Самое трудное было не чихать и не закашлять. И пить очень хотелось. Ну… Хочешь жить — потерпишь.
Днем их погрузили в трак и увезли. Кричали: быстро шевелитесь, путешествие, будет вам земля обетованная! В концлагерь, куда ж еще увозили.
А я до вечера пролежал так, там никого не осталось, заброшенная ферма. А потом вылез и пошел. Как машина на дороге — я ложусь в ложбинку какую-нибудь. А к вечеру речка была, напился там, выкупался, легче стало. А на следующий день вижу ферму, и лошадь с телегой едет, женщина правит. Ну, я вышел к дороге, встал. Хорошие люди были.
Мне восемь лет тогда было. Сам-то я не помнил, как Америка была великой страной, от океана до океана, самой сильной и богатой. Папа с мамой иногда рассказывали. Я мало помню, конечно. Но помню, говорили, чтобы я другим не говорил, а то нас всех в лагерь посадить могут.
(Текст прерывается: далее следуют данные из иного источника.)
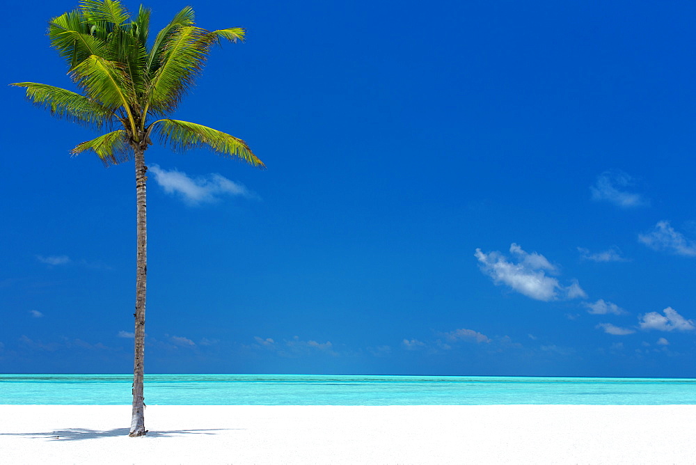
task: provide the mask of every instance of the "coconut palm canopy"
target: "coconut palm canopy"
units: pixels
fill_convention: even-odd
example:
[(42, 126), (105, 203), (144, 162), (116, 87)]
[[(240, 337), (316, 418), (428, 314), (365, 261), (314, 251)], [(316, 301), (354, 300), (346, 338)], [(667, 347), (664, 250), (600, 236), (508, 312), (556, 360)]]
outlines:
[[(145, 322), (147, 291), (148, 168), (145, 151), (156, 132), (175, 150), (207, 146), (264, 167), (242, 139), (187, 121), (165, 118), (173, 111), (200, 72), (210, 47), (222, 40), (244, 38), (240, 28), (206, 31), (193, 25), (193, 11), (187, 7), (159, 31), (148, 46), (150, 10), (141, 6), (132, 19), (113, 0), (83, 0), (79, 7), (49, 23), (51, 43), (68, 62), (70, 75), (81, 95), (33, 82), (13, 84), (26, 88), (26, 95), (58, 118), (94, 126), (122, 129), (107, 132), (78, 145), (77, 155), (91, 150), (104, 164), (135, 159), (137, 246), (133, 413), (130, 436), (145, 429)], [(113, 127), (111, 127), (113, 129)]]
[(180, 11), (148, 40), (150, 10), (132, 17), (118, 1), (83, 0), (49, 23), (52, 45), (65, 59), (83, 94), (33, 82), (13, 84), (54, 116), (116, 130), (75, 147), (91, 150), (106, 165), (129, 159), (135, 145), (143, 149), (157, 134), (175, 150), (208, 147), (260, 168), (264, 164), (242, 139), (201, 125), (166, 118), (200, 72), (210, 47), (244, 38), (241, 28), (197, 27), (191, 7)]

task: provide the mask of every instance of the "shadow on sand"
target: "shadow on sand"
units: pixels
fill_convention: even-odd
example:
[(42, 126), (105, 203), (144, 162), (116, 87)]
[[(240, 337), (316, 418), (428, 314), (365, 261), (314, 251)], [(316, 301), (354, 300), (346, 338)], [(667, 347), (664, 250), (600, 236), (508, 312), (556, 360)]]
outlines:
[[(211, 429), (173, 429), (171, 431), (148, 431), (145, 437), (171, 438), (188, 434), (215, 434), (218, 431), (230, 431), (239, 428), (216, 428)], [(32, 439), (49, 439), (51, 441), (82, 441), (83, 439), (99, 439), (118, 436), (128, 436), (128, 428), (114, 428), (101, 431), (85, 428), (70, 428), (56, 429), (49, 433), (0, 433), (0, 436), (22, 436)]]

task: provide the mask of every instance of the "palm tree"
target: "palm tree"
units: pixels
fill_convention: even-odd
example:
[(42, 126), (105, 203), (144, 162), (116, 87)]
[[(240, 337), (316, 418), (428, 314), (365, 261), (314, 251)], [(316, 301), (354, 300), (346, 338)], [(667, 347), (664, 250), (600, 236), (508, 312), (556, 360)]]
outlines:
[(147, 274), (145, 151), (151, 136), (175, 150), (207, 146), (214, 152), (261, 168), (263, 163), (246, 143), (224, 132), (167, 118), (200, 72), (210, 47), (223, 39), (242, 40), (244, 31), (206, 31), (194, 26), (193, 10), (186, 7), (152, 42), (148, 33), (150, 10), (142, 6), (132, 19), (116, 0), (81, 0), (74, 10), (49, 22), (51, 44), (65, 58), (69, 74), (84, 94), (34, 82), (28, 100), (54, 116), (95, 129), (119, 127), (78, 145), (73, 155), (91, 150), (105, 166), (135, 160), (137, 202), (137, 260), (135, 356), (131, 436), (145, 429), (143, 376), (145, 355), (145, 300)]

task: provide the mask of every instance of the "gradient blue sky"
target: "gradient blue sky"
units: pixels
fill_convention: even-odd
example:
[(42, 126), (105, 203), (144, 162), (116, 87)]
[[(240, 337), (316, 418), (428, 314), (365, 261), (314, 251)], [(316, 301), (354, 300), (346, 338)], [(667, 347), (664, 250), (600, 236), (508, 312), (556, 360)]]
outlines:
[[(70, 86), (76, 3), (4, 82)], [(175, 117), (268, 170), (146, 153), (146, 372), (696, 377), (696, 4), (191, 5), (248, 40)], [(0, 371), (128, 372), (133, 164), (0, 88)]]

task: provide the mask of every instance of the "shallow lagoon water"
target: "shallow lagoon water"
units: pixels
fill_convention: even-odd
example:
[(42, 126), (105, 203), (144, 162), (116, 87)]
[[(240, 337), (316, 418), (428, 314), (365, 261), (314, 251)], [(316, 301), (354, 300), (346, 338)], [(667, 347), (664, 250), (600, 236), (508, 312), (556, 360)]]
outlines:
[[(0, 375), (0, 404), (128, 404), (132, 375)], [(523, 377), (145, 375), (159, 405), (669, 405), (696, 379)]]

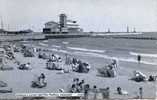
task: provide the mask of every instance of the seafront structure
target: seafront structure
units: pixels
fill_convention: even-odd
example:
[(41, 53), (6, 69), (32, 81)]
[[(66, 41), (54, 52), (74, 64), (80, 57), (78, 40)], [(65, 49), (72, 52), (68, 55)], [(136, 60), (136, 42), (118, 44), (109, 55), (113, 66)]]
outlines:
[(79, 27), (77, 22), (69, 20), (66, 14), (59, 15), (59, 22), (46, 22), (43, 28), (43, 33), (78, 33), (82, 31), (83, 29)]

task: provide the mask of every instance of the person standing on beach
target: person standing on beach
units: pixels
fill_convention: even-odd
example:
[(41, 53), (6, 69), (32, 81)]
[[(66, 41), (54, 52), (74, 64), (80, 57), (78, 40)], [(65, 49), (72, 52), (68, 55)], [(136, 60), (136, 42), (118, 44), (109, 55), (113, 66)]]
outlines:
[(137, 55), (137, 61), (138, 61), (138, 63), (141, 62), (141, 55)]
[(96, 85), (93, 86), (93, 92), (94, 92), (93, 100), (97, 100), (98, 89), (97, 89)]

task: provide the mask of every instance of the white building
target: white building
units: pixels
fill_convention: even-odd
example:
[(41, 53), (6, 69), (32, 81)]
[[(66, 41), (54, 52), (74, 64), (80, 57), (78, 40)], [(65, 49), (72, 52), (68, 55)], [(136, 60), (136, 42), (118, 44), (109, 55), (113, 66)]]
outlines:
[(54, 21), (49, 21), (45, 23), (45, 28), (43, 29), (43, 32), (57, 33), (59, 32), (59, 24)]
[(45, 23), (44, 33), (78, 33), (83, 32), (76, 21), (67, 19), (65, 14), (60, 14), (59, 23), (49, 21)]

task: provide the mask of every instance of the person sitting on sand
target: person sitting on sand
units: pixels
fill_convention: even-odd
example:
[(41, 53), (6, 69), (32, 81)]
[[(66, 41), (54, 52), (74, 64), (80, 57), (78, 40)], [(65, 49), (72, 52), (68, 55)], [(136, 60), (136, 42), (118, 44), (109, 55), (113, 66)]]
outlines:
[(117, 87), (117, 93), (118, 93), (119, 95), (128, 95), (128, 92), (122, 90), (121, 87)]
[(41, 81), (42, 83), (45, 83), (45, 74), (41, 73), (41, 75), (39, 76), (39, 81)]
[(70, 93), (76, 93), (76, 85), (75, 84), (72, 84)]

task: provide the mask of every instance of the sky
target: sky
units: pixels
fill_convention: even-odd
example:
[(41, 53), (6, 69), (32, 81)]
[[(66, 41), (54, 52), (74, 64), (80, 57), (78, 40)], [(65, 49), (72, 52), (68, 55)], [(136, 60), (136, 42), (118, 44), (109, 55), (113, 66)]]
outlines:
[(7, 30), (42, 31), (59, 14), (76, 20), (84, 31), (157, 31), (157, 0), (0, 0)]

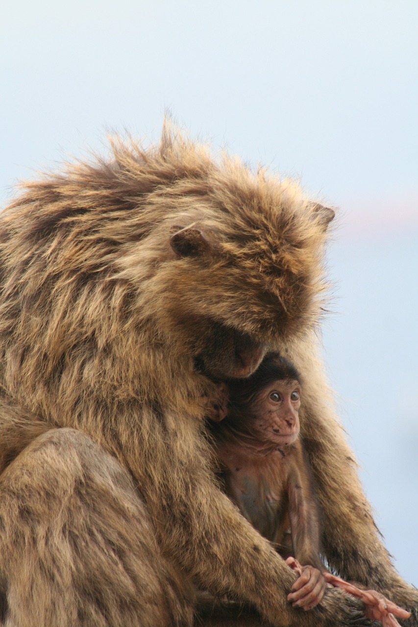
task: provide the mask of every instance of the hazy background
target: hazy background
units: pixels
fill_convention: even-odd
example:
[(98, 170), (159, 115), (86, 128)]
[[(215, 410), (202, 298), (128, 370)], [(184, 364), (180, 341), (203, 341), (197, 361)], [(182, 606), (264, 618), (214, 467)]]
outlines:
[(325, 358), (387, 546), (418, 586), (418, 3), (1, 6), (3, 205), (108, 130), (156, 139), (169, 107), (340, 208)]

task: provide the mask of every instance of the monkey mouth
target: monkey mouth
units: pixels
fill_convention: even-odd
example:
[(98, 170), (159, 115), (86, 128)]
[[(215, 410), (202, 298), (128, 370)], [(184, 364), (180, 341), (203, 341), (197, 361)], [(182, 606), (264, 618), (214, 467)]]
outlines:
[(274, 433), (274, 435), (272, 437), (272, 440), (277, 444), (292, 444), (297, 438), (297, 433), (279, 434)]

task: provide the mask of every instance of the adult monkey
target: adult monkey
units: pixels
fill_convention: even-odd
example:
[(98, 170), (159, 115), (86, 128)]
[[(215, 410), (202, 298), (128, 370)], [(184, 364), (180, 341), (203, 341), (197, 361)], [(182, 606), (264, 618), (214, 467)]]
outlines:
[(174, 132), (112, 146), (28, 184), (0, 219), (3, 624), (190, 625), (192, 578), (272, 624), (361, 624), (337, 590), (292, 608), (297, 575), (213, 478), (211, 377), (249, 375), (268, 347), (306, 381), (328, 562), (416, 626), (316, 356), (333, 211)]

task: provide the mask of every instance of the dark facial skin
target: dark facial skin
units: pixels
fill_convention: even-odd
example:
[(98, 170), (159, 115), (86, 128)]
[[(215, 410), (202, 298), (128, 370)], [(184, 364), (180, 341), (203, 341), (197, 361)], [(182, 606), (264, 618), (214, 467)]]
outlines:
[(292, 444), (299, 432), (302, 391), (297, 381), (274, 381), (261, 391), (250, 406), (254, 419), (247, 428), (261, 444)]

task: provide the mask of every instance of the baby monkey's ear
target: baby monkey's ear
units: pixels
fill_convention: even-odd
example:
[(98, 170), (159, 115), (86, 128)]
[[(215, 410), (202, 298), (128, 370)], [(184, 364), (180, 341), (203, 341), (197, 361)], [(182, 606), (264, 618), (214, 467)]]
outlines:
[(172, 226), (170, 246), (180, 257), (200, 257), (212, 246), (203, 231), (197, 226)]
[(311, 203), (311, 206), (314, 212), (314, 217), (323, 226), (325, 231), (330, 223), (335, 218), (335, 211), (331, 207), (324, 207), (318, 203)]

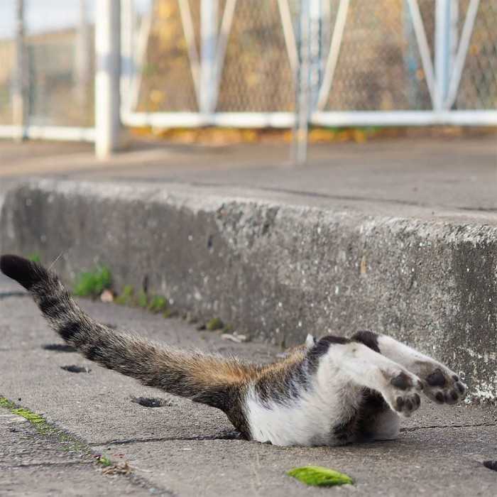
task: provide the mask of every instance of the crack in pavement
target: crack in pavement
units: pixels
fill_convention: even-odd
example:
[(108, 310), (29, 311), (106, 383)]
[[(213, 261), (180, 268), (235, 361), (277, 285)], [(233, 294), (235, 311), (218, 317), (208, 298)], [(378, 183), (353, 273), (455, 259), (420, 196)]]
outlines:
[(400, 432), (415, 432), (418, 430), (430, 430), (432, 428), (478, 428), (479, 427), (497, 427), (497, 423), (482, 422), (476, 425), (431, 425), (429, 426), (413, 426), (400, 428)]
[(4, 463), (9, 465), (9, 468), (37, 468), (37, 467), (48, 467), (54, 466), (76, 466), (80, 464), (81, 466), (92, 466), (94, 464), (94, 462), (84, 461), (61, 461), (60, 462), (26, 462), (20, 463), (18, 464), (10, 464), (11, 461), (0, 461), (0, 466)]
[(163, 437), (153, 438), (129, 438), (123, 440), (107, 440), (88, 444), (91, 447), (104, 445), (127, 445), (128, 444), (143, 444), (149, 442), (193, 442), (196, 440), (244, 440), (238, 432), (228, 432), (215, 435), (198, 435), (197, 437)]
[[(477, 428), (480, 427), (497, 427), (497, 423), (477, 423), (476, 425), (432, 425), (429, 426), (416, 426), (400, 428), (401, 432), (415, 432), (420, 430), (432, 430), (435, 428)], [(195, 442), (201, 440), (245, 440), (238, 432), (227, 432), (214, 435), (199, 435), (197, 437), (157, 437), (151, 438), (129, 438), (122, 440), (107, 440), (94, 442), (89, 444), (91, 447), (103, 447), (104, 445), (127, 445), (129, 444), (146, 444), (152, 442)]]

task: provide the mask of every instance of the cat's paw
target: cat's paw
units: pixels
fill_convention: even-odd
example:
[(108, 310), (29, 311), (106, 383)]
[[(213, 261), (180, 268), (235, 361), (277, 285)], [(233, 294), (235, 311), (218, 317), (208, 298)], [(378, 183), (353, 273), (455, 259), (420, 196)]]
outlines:
[(466, 396), (467, 388), (454, 371), (443, 364), (420, 364), (423, 393), (437, 404), (455, 404)]
[(421, 405), (420, 393), (422, 383), (408, 371), (395, 371), (388, 377), (388, 383), (382, 394), (390, 408), (408, 417)]

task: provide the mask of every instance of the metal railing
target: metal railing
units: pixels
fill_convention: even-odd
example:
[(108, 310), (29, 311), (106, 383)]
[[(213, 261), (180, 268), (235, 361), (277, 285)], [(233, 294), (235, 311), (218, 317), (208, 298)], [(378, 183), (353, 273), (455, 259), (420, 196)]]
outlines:
[(497, 126), (495, 0), (66, 0), (42, 34), (6, 1), (0, 136), (294, 126), (302, 161), (309, 124)]

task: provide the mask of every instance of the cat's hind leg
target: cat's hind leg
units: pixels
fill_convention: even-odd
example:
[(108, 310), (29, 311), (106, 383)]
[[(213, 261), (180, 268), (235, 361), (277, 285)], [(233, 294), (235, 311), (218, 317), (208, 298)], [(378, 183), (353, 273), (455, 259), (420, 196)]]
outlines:
[[(324, 337), (316, 344), (319, 350)], [(326, 354), (327, 374), (341, 376), (356, 386), (378, 392), (393, 410), (410, 416), (420, 404), (420, 378), (400, 364), (362, 343), (346, 341), (330, 346)]]
[(466, 385), (447, 366), (391, 337), (359, 332), (352, 340), (359, 342), (400, 364), (423, 383), (423, 393), (439, 404), (455, 404), (464, 398)]

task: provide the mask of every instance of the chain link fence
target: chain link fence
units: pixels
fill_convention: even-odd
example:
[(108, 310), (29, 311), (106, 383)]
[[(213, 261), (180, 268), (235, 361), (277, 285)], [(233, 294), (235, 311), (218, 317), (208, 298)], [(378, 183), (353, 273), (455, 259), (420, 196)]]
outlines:
[[(458, 5), (454, 51), (469, 0)], [(294, 36), (299, 2), (287, 2)], [(155, 0), (138, 110), (197, 111), (191, 61), (178, 0)], [(190, 1), (195, 48), (201, 51), (200, 1)], [(236, 3), (219, 81), (220, 112), (292, 111), (294, 73), (277, 0)], [(431, 60), (435, 2), (419, 0)], [(219, 2), (219, 18), (226, 1)], [(322, 1), (322, 70), (339, 6)], [(220, 22), (220, 21), (219, 21)], [(459, 91), (459, 109), (497, 108), (497, 4), (481, 0)], [(323, 111), (430, 110), (425, 68), (406, 0), (351, 0), (331, 91)]]
[(14, 67), (16, 9), (14, 0), (4, 0), (0, 7), (0, 124), (12, 124), (11, 97)]
[[(23, 2), (23, 111), (29, 124), (94, 126), (97, 1)], [(123, 6), (133, 8), (131, 22), (126, 25), (130, 33), (123, 33), (132, 45), (133, 63), (127, 75), (131, 82), (123, 94), (129, 110), (147, 114), (205, 114), (201, 100), (207, 92), (212, 93), (213, 106), (209, 111), (212, 115), (294, 112), (299, 12), (303, 0), (210, 2), (217, 11), (213, 16), (217, 23), (213, 45), (216, 60), (210, 79), (204, 77), (204, 1), (121, 0)], [(319, 110), (433, 109), (429, 75), (422, 60), (410, 2), (346, 2), (332, 82)], [(471, 2), (452, 1), (452, 58), (464, 37)], [(320, 6), (317, 64), (322, 83), (343, 3), (314, 3)], [(422, 21), (428, 58), (435, 65), (437, 2), (417, 0), (415, 4)], [(18, 0), (2, 0), (0, 4), (0, 124), (13, 122), (17, 4)], [(452, 109), (497, 109), (496, 26), (497, 3), (480, 0)]]
[[(22, 40), (23, 112), (34, 126), (94, 124), (94, 3), (96, 0), (25, 0)], [(0, 120), (13, 124), (16, 13), (0, 6)]]

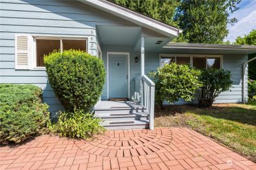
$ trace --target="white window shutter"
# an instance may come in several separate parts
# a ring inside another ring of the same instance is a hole
[[[15,69],[29,69],[30,36],[15,35]]]

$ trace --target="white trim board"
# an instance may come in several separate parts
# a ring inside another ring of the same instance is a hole
[[[124,54],[127,55],[128,62],[128,98],[130,98],[130,84],[131,84],[131,73],[130,73],[130,52],[107,52],[107,98],[109,98],[109,54]]]

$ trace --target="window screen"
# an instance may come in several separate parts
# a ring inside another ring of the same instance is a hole
[[[60,40],[36,40],[36,66],[44,66],[44,56],[60,49]]]
[[[220,58],[207,58],[208,68],[220,68]]]
[[[193,58],[193,66],[196,68],[206,68],[206,58]]]
[[[189,57],[176,57],[176,63],[178,65],[190,64],[190,58],[189,58]]]
[[[63,50],[80,50],[86,52],[86,40],[62,40]]]

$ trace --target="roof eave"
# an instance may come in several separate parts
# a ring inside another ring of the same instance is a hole
[[[78,1],[170,38],[178,36],[182,33],[180,29],[106,0]]]
[[[256,45],[221,45],[190,43],[168,43],[163,47],[166,49],[212,49],[212,50],[255,50]]]

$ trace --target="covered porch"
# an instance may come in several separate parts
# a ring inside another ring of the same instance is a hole
[[[98,26],[97,33],[106,75],[95,113],[108,121],[113,120],[115,116],[113,124],[138,124],[139,121],[146,123],[145,127],[153,129],[155,89],[154,82],[145,73],[145,54],[161,49],[172,38],[137,26]],[[123,101],[108,101],[116,98]],[[117,117],[116,114],[119,114]],[[105,118],[106,115],[112,117]],[[142,120],[140,117],[143,115],[147,116]],[[125,116],[129,117],[126,122],[118,122],[118,118]]]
Все равно посадили. Кто жив остался.
РАССКАЗ МУСУЛЬМАНИНА
Вот тогда наконец мы с ними поквитались! Оттянулись от души, сколько лет сдерживались! Они сеяли ненависть по всей земле, они хитростью захватили все деньги, они веками натравливали мусульман друг на друга, и наши братья убивали друг друга во имя их целей! Эти порождения Иблиса наводят порчу на людей самим своим вонючим дыханием, они всегда говорят сладко и ласково, а за словами скрывают змеиные мысли их черных сердец. Они высасывают все из людей, все силы, все деньги, все добро, и там, где они поселились, вскоре остается только пустая скорлупа жизни, как скорлупки выеденного яйца.
После пятничного намаза Асхаб сказал, чтоб мы не расходились и собрались в саду за мечетью. И он сказал, что завтра начнется, настала наша очередь присоединиться к джихаду. И напомнил хадис аль-Бухари:
«Пророк сказал: И не настанет тот час, пока вы не сразитесь с евреями, и камень, за которым укроется еврей, возопит: О правоверный, здесь скрывается еврей, приди и убей его!»